Os ministérios da Educação e das Mulheres formalizaram, nesta quarta-feira (25), em Brasília, a regulamentação da Lei nº 14.164/2021, conhecida como Lei Maria da Penha Vai à Escola. A norma estabelece a inclusão de conteúdos voltados à prevenção de todas as formas de violência contra crianças, adolescentes e mulheres nos currículos da educação básica.
De acordo com a legislação, o material didático sobre direitos humanos e enfrentamento à violência deve ser adaptado às diferentes etapas de ensino, respeitando a faixa etária dos estudantes.
Durante a cerimônia, o ministro da Educação, Camilo Santana, destacou a importância de iniciar esse debate desde cedo no ambiente escolar. Segundo ele, a formação das novas gerações deve estar baseada em princípios como respeito, igualdade e justiça social.

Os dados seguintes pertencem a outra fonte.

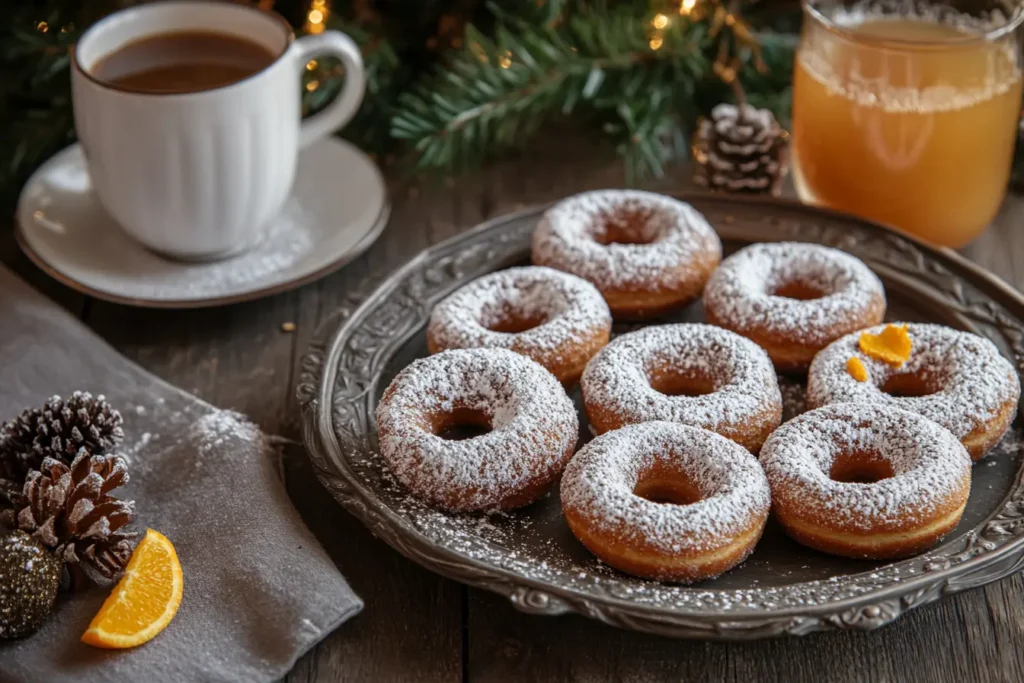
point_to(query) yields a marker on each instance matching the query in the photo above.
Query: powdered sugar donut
(866, 480)
(646, 253)
(691, 374)
(954, 378)
(532, 428)
(665, 501)
(794, 299)
(558, 319)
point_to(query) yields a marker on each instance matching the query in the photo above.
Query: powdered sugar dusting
(929, 465)
(532, 422)
(571, 311)
(599, 482)
(617, 379)
(740, 295)
(670, 235)
(971, 380)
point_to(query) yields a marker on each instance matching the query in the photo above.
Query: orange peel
(144, 601)
(856, 369)
(892, 345)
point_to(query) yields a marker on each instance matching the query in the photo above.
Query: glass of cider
(906, 112)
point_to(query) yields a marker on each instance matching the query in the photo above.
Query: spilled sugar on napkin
(259, 591)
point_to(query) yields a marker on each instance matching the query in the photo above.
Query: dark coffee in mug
(183, 61)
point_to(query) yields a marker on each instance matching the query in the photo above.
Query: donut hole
(908, 385)
(800, 290)
(860, 468)
(675, 383)
(462, 424)
(667, 489)
(627, 225)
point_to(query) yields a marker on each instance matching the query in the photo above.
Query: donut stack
(689, 458)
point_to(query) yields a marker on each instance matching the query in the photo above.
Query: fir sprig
(645, 87)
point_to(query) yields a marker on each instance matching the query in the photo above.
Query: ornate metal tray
(531, 557)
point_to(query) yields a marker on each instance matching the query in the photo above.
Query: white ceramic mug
(200, 175)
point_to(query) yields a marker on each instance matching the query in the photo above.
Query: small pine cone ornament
(740, 148)
(58, 430)
(16, 457)
(70, 510)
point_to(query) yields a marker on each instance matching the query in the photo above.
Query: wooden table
(419, 627)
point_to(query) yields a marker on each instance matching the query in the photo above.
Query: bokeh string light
(316, 17)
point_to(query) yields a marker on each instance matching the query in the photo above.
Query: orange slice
(855, 367)
(892, 345)
(144, 600)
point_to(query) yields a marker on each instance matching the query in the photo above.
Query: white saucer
(337, 210)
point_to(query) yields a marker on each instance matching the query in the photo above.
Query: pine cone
(740, 150)
(58, 430)
(70, 510)
(15, 454)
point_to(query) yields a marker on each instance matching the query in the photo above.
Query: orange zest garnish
(892, 345)
(144, 600)
(856, 369)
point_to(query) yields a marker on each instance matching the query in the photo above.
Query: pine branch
(494, 94)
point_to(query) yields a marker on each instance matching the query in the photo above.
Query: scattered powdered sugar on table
(668, 232)
(600, 479)
(971, 380)
(617, 379)
(929, 465)
(220, 427)
(532, 425)
(740, 295)
(571, 312)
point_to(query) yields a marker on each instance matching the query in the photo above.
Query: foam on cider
(873, 75)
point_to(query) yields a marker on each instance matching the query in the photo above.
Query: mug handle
(343, 108)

“O objetivo é construir um país onde meninas e mulheres possam viver sem medo, com acesso a oportunidades e direitos garantidos”, afirmou o ministro.
Ele acrescentou que a educação é essencial para promover mudanças estruturais na sociedade.
No mesmo evento, realizado na Universidade de Brasília, também foi assinado um Protocolo de Intenções voltado à prevenção e ao enfrentamento da violência contra as mulheres nas instituições públicas de ensino superior e na Rede Federal de Educação Profissional, Científica e Tecnológica.
O documento orienta universidades e institutos a adotarem medidas de acolhimento e a não se omitirem diante de casos de violência de gênero no ambiente acadêmico.
A ministra das Mulheres, Márcia Lopes, ressaltou que as ações abrangem desde a educação básica até o ensino superior, fortalecendo a proteção às mulheres em diferentes fases da formação. Ela também defendeu a inclusão do tema nos currículos de graduação e pós-graduação, preparando profissionais mais conscientes para atuar em diversas áreas.
Segundo a ministra, a medida pode impactar diretamente setores como saúde, educação e assistência social, ao formar profissionais capacitados para lidar com situações de violência.
Camilo Santana afirmou ainda que o protocolo é resultado de diálogo com instituições de ensino e reforça o compromisso de transformar esses espaços em ambientes seguros e acolhedores.
O ministro anunciou que deve lançar, em breve, um edital para apoiar a criação de cuidotecas em universidades federais — espaços destinados ao cuidado de crianças, com o objetivo de garantir melhores condições para que mães possam estudar e trabalhar.
As duas pastas também firmaram um acordo para ampliar vagas do Programa Mulheres Mil, iniciativa voltada à qualificação profissional de mulheres em situação de vulnerabilidade social. O programa busca elevar a escolaridade e promover autonomia econômica por meio da inclusão no mercado de trabalho.
As ações fazem parte do Pacto Nacional Brasil Contra o Feminicídio, lançado pelo governo federal em fevereiro, com foco na prevenção e no enfrentamento da violência contra as mulheres em todo o país.